Les causes inflationnistes sont donc multiples. Ainsi, la lutte contre l’inflation ne peut se résumer à la seule politique monétaire.

Quelles sont les conséquences de l’inflation ? Et pourquoi elle fait tant peur ?

Les conséquences sont nombreuses mais pas toujours négatives.
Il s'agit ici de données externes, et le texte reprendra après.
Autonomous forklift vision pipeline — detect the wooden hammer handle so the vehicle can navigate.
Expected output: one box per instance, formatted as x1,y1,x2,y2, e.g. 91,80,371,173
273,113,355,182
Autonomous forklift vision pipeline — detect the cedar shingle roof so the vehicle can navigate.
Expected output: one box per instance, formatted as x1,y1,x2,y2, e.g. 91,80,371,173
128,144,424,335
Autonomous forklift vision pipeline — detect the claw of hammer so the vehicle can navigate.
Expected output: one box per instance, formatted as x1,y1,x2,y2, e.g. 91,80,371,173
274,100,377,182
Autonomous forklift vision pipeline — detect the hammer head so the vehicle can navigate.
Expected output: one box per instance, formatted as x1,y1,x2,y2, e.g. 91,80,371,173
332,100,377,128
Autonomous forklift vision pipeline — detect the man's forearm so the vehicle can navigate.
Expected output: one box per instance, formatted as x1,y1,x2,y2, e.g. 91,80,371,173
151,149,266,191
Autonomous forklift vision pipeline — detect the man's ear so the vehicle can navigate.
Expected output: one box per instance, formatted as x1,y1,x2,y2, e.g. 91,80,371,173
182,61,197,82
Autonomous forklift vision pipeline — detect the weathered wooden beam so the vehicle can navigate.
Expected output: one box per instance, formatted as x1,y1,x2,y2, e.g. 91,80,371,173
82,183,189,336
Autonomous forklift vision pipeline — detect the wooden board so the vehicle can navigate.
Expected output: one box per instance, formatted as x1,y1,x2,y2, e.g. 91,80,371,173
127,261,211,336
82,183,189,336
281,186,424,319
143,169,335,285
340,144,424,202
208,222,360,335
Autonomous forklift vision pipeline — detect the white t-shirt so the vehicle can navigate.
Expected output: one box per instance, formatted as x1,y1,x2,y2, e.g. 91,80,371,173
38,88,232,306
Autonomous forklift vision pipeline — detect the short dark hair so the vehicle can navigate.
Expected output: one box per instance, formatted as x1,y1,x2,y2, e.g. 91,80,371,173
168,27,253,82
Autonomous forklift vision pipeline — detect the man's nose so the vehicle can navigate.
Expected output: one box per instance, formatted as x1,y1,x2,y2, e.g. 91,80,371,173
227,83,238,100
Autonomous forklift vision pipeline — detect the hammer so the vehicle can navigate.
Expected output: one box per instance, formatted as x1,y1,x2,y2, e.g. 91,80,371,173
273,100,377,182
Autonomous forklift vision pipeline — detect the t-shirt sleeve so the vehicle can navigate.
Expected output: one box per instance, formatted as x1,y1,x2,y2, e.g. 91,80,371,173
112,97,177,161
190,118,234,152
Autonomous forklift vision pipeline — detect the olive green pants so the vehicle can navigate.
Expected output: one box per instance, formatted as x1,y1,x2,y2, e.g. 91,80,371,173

  • Hausse des salaires : Bien que les salaires ne soient pas indexés sur l’inflation, une hausse de l’inflation entraine une pression à la hausse des niveaux de salaire. En effet, l’inflation érode le pouvoir d’achat des travailleurs qui vont se mobiliser pour restaurer leur pouvoir d’achat. Cela peut conduire à des tensions sociales fortes. Il faut garder à l’esprit que si les salaires augmentent plus vite que les prix, alors les ménages s’enrichissent. A l’inverse, si les salaires augmentent moins vite, alors  il y a une perte de pouvoir d’achat.
  • Allègement de la dette pour les débiteurs : 1 GNF aujourd’hui ne vaut pas 1 GNF de demain. En cas d’inflation, 1 GNF de demain vaudra moins que 1 GNF d’aujourd’hui. Ainsi, si vous avez un emprunt bancaire à taux fixe, le montant à rembourser chaque mois sera identique mais cela représentera une part moindre dans votre budget. Les Etats utilisent parfois cette technique pour réduire le poids de la dette publique que l’Etat doit rembourser à ses créanciers. Toutefois, cela aboutit à la perte d’une partie de la valeur de la dette pour les créanciers (préteurs).
  • Favorise les exportations : L’inflation favorise l’exportation de nos produits. En effet, l’inflation fait que la valeur de notre monnaie se déprécie face aux autres monnaies et donc cela coûte moins chère aux importateurs étrangers d’acheter nos produits. L’inflation pourrait donc dynamiser l’activité économique de notre pays et créée à terme de nouveaux emplois afin de répondre à la demande supplémentaire.
  • Nuit aux importations : A l’inverse, l’inflation est néfaste pour les importateurs qui paieront plus cher pour importer les produits étrangers du fait de la dépréciation de la monnaie face aux devises étrangères. Si un pays à une forte dépendance énergétique ou pour sa consommation alimentaire courante envers l’extérieur, alors l’inflation aura pour effet de lui augmenter sa facture énergétique ou de consommation en biens étrangers.
  • Signe d’une bonne santé économique d’un pays: L’inflation en soit n’est pas mauvaise car elle est signe de croissance économique. La croissance s’accompagne presque toujours d’une hausse de l’inflation. Parfois, nous avons vu, elle nourrit la croissance. Toutefois, cette inflation doit être modérée et ne pas dépasser le taux de croissance du PIB[3]. Le taux de croissance réel d’un pays se calcul de la manière suivante : taux de croissance du PIB nominal – Taux de croissance de l’inflation.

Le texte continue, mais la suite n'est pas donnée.